- Born: 1890 Beirut, Lebanon
- Died: 1948 (aged 57–58) Santiago, Chile
- Resting place: Saint Dimitrius church
- Occupation: Journalist
- Children: Ghassan Tueni
- Relatives: Gebran Tueni (grandson)

= Gebran Andraos Tueni =

Gebran Andraos Tueni (جبران أندراوس تويني; 1890–1948), also written Tueini, was a famous Lebanese journalist and a figure of the Arab Renaissance.

==Biography==
Born to a Greek Orthodox Christian originally from modern-day Syria, Tueni lived in exile for a while in Paris because of his political views. Returning to Beirut, he founded the Lebanese newspaper Al Ahrar and in 1933, An Nahar daily newspaper that became the largest circulation daily in Lebanon. He was also among the contributors of the literary magazine Al Adib which was established in 1942.

An Nahar that was started on 4 August 1933 as a 4-page tabloid was published by Gebran Tueni as its editor-in-chief and he continued at the head of the influential newspaper until his sudden death in 1948, when editing was taken over by his son Ghassan Tueni, also a prominent journalist, politician, ambassador, and later on Lebanese government minister who continued until 1999.

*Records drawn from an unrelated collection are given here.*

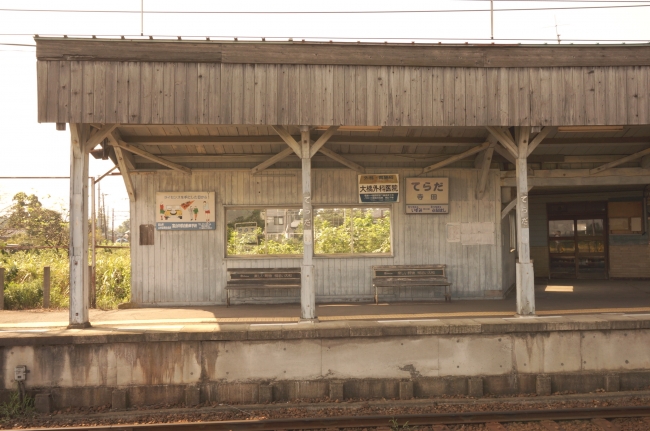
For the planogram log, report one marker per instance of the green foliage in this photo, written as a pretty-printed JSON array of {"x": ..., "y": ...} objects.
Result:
[
  {"x": 336, "y": 231},
  {"x": 16, "y": 407},
  {"x": 113, "y": 278},
  {"x": 40, "y": 226},
  {"x": 24, "y": 278},
  {"x": 395, "y": 426}
]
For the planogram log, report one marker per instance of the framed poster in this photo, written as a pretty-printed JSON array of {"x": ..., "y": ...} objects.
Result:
[
  {"x": 427, "y": 195},
  {"x": 185, "y": 211},
  {"x": 378, "y": 188}
]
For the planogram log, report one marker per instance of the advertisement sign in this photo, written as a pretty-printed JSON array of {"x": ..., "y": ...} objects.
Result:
[
  {"x": 185, "y": 211},
  {"x": 378, "y": 188},
  {"x": 427, "y": 195}
]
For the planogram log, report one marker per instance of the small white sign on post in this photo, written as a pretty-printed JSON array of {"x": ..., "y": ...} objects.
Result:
[
  {"x": 427, "y": 195},
  {"x": 185, "y": 211}
]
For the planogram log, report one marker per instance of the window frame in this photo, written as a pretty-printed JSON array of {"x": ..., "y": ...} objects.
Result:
[
  {"x": 226, "y": 208},
  {"x": 389, "y": 206}
]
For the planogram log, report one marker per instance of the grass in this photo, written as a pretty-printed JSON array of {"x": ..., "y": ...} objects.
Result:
[
  {"x": 16, "y": 407},
  {"x": 24, "y": 278}
]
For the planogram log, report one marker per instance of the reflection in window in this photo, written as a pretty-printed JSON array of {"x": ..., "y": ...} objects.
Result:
[
  {"x": 565, "y": 246},
  {"x": 269, "y": 231},
  {"x": 560, "y": 228},
  {"x": 352, "y": 231},
  {"x": 590, "y": 227}
]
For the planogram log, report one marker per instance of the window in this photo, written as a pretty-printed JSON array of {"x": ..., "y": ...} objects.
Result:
[
  {"x": 359, "y": 230},
  {"x": 263, "y": 231}
]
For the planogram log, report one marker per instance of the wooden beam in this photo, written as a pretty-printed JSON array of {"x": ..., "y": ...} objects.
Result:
[
  {"x": 456, "y": 158},
  {"x": 342, "y": 160},
  {"x": 272, "y": 160},
  {"x": 505, "y": 154},
  {"x": 100, "y": 135},
  {"x": 322, "y": 140},
  {"x": 505, "y": 139},
  {"x": 485, "y": 169},
  {"x": 511, "y": 206},
  {"x": 135, "y": 150},
  {"x": 125, "y": 171},
  {"x": 620, "y": 161},
  {"x": 645, "y": 162},
  {"x": 581, "y": 177},
  {"x": 286, "y": 137},
  {"x": 539, "y": 138}
]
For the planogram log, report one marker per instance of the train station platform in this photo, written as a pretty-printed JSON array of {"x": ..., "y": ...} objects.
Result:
[
  {"x": 587, "y": 336},
  {"x": 557, "y": 298}
]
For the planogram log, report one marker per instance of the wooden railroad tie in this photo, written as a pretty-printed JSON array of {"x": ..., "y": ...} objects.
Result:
[
  {"x": 551, "y": 426},
  {"x": 605, "y": 425}
]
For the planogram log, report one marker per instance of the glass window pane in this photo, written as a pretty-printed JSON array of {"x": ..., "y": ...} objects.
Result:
[
  {"x": 562, "y": 246},
  {"x": 258, "y": 231},
  {"x": 560, "y": 228},
  {"x": 563, "y": 265},
  {"x": 591, "y": 264},
  {"x": 352, "y": 231},
  {"x": 591, "y": 246}
]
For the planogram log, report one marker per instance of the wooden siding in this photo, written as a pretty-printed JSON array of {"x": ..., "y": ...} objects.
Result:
[
  {"x": 268, "y": 94},
  {"x": 188, "y": 267}
]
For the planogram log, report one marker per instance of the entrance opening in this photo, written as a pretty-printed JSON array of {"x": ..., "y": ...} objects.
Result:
[{"x": 577, "y": 239}]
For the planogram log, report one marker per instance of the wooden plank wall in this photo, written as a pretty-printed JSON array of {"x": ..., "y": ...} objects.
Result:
[
  {"x": 188, "y": 267},
  {"x": 212, "y": 93}
]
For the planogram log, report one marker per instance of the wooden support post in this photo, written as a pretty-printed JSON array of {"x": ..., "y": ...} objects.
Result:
[
  {"x": 2, "y": 288},
  {"x": 645, "y": 162},
  {"x": 484, "y": 163},
  {"x": 524, "y": 267},
  {"x": 307, "y": 290},
  {"x": 93, "y": 244},
  {"x": 46, "y": 287},
  {"x": 78, "y": 250}
]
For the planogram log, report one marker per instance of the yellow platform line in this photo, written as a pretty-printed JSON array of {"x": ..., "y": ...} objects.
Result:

His grandson Gebran Tueni, the son of Ghassan Tueni, who was named after him became the editor-in-chief of An Nahar after Ghassan Tueni's retirement. The grandson Gebran was also a prominent Lebanese journalist who was elected as a Member of Parliament in Lebanon in 2005, and a fierce critic of the Syrian government and its policies in Lebanon and a figure of March 14 Alliance leading to his assassination on 12 December 2005.

He died on 11th November 1947 in Santiago, Chile where he was serving as Lebanon's minister plenipotentiary.